KVKK Disclosure Notice
Personal Data Processing Disclosure Notice under Article 10 of the Turkish Personal Data Protection Law No. 6698 (KVKK)
Last Updated: May 18, 2026
1. Data Controller
Tengra Teknoloji ("Company") is the data controller responsible for processing your personal data. Company Address: Turkey | Email: info@tengrateknoloji.com | Phone: +90 (531) 866-3101
2. Categories of Personal Data Processed
Identity Data: name, surname, date of birth, national ID number (for invoicing where legally required). Contact Data: phone number, email address, postal address. Account Data: username, profile photo, password (hashed). Financial Data: payment records, billing information, invoices. Usage Data: course enrollment and progress, lesson completion, login activity, device and browser information, IP address. Marketing Data: communication preferences, campaign interaction data.
3. Purposes of Processing
Your personal data is processed for: (a) providing access to courses and coaching workspaces and managing your account (contract performance); (b) processing payments and issuing invoices (legal obligation); (c) providing customer support and responding to inquiries (legitimate interest); (d) ensuring platform security and preventing fraud (legitimate interest); (e) improving course quality and user experience with operational records that do not require non-essential cookies (legitimate interest); (f) sending marketing communications, using analytics cookies, producing AI-assisted coaching drafts, or using providers that require overseas transfer consent where applicable (only with separate explicit consent); (g) complying with legal and regulatory requirements (legal obligation).
4. Methods of Collection
Personal data is collected through: online registration forms, purchase transactions, customer support communications, platform usage (automated collection through cookies and similar technologies), third-party payment processors, and identity verification services.
5. Legal Basis for Processing
Under KVKK Article 5, your data is processed based on: (a) performance of a contract (KVKK Art. 5/2-c) — for delivering educational and coaching services; (b) legal obligation (KVKK Art. 5/2-ç) — for tax, billing, and regulatory compliance; (c) legitimate interest (KVKK Art. 5/2-f) — for platform security, fraud prevention, and core service improvement, provided this does not override your fundamental rights; (d) explicit consent (KVKK Art. 5/1) — for marketing, non-essential cookies, AI-assisted coaching drafts, and overseas transfer purposes that require consent. The disclosure notice and explicit consent choices are presented separately.
6. Data Recipients & Transfers
Your personal data may be shared with: (a) payment service providers — for transaction processing (legal obligation and contract performance); (b) cloud service and hosting providers — for data storage and platform operation; (c) analytics providers — in anonymized/pseudonymized form for service improvement; (d) legal authorities — upon lawful request; (e) professional advisors — for legal, accounting, and auditing purposes. Data may be transferred abroad to cloud service providers, subject to the protective measures set forth by the KVKK Board, including Standard Contractual Clauses and adequacy decisions.
7. Data Retention Periods
Personal data is retained for: account data — duration of your active account plus 3 years after deletion; transaction records — 10 years as required by Turkish Commercial Code and Tax Procedural Law; usage logs — 24 months, then anonymized; consent records — 10 years; marketing preferences — until consent is withdrawn. When retention periods expire, data is securely deleted or irreversibly anonymized.
8. Your Rights Under KVKK Article 11
You have the right to: (a) learn whether your personal data is processed; (b) request information about processing activities; (c) learn the purpose of processing and whether data is used accordingly; (d) know domestic or foreign third parties to whom data is transferred; (e) request correction of incomplete or inaccurate data; (f) request deletion or destruction of data when processing conditions no longer exist (under KVKK Art. 7); (g) request notification of corrections/deletions to third parties; (h) object to results arising exclusively from automated processing that produce adverse effects; (i) claim compensation for damages caused by unlawful processing.
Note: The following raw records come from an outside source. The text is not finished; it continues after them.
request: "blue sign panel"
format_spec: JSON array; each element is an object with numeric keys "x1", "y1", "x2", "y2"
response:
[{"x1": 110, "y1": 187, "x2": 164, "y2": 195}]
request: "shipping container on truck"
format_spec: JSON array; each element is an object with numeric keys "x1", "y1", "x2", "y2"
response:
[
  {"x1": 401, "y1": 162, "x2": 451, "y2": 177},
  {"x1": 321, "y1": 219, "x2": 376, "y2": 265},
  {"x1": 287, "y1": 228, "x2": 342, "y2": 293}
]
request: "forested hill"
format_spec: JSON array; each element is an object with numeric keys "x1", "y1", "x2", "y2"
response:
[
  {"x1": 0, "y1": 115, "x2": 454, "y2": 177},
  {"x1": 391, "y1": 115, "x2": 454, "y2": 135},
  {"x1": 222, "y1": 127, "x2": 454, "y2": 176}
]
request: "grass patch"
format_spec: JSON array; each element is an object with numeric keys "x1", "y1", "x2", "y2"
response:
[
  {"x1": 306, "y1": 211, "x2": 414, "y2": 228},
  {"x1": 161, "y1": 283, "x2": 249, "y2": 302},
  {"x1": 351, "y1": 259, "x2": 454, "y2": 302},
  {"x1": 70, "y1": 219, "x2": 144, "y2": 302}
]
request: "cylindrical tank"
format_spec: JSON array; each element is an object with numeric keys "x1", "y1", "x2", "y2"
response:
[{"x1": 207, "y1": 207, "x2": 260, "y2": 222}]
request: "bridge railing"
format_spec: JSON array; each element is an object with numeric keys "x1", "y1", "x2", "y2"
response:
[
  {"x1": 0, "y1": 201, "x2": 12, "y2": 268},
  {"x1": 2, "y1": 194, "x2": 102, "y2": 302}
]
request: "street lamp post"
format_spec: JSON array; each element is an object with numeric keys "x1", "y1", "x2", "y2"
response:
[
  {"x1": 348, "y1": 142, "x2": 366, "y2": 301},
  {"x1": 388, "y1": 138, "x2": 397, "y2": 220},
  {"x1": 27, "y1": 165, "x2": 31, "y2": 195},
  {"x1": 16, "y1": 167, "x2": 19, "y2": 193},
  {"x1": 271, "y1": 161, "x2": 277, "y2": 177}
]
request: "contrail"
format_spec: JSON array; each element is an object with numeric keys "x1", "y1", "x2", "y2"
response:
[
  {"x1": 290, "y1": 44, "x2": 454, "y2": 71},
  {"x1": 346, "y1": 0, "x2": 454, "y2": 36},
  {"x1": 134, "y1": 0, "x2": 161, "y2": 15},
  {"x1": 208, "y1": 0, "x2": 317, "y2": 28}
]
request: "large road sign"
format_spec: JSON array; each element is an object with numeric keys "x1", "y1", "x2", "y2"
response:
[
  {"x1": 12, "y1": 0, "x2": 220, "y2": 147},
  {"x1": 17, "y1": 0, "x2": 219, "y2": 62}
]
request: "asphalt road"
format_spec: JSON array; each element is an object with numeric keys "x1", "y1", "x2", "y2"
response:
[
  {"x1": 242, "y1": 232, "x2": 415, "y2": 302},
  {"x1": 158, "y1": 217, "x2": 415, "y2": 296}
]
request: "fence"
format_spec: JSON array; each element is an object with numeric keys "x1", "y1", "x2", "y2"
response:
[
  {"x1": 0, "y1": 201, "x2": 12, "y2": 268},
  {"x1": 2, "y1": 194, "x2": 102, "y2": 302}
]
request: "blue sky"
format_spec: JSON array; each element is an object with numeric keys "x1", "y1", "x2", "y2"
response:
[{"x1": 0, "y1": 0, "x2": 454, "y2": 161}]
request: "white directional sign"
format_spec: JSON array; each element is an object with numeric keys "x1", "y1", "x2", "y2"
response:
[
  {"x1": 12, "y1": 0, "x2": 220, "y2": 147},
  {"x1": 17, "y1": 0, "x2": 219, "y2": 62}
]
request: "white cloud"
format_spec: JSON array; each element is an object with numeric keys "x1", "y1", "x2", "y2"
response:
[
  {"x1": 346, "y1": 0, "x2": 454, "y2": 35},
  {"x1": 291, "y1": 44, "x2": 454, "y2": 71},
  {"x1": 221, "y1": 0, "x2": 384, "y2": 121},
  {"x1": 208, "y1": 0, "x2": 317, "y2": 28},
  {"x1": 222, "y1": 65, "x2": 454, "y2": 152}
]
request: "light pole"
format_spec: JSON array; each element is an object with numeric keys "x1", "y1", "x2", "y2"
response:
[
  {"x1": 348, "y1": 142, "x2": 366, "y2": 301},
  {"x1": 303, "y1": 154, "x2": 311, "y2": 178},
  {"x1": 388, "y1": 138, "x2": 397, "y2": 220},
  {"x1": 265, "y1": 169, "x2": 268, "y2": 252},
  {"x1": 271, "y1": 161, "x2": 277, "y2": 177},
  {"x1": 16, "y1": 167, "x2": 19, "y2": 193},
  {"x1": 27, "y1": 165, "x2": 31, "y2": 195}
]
9. How to Exercise Your Rights
You may submit your requests via: (a) Email: info@tengrateknoloji.com (with a signed petition or secure electronic signature); (b) The data request form in your account settings; (c) Registered mail to our company address. We will respond to your request free of charge within 30 days. If your request requires additional effort, we may charge a fee in accordance with the tariff set by the KVKK Board. If your request is denied or you find our response insufficient, you may file a complaint with the KVKK Board within 30 days.
10. Data Security Measures
We implement appropriate technical and organizational security measures including: encryption of data in transit and at rest, access controls and authentication mechanisms, regular security assessments and penetration testing, employee training on data protection, incident response and data breach notification procedures, and physical security measures for server infrastructure.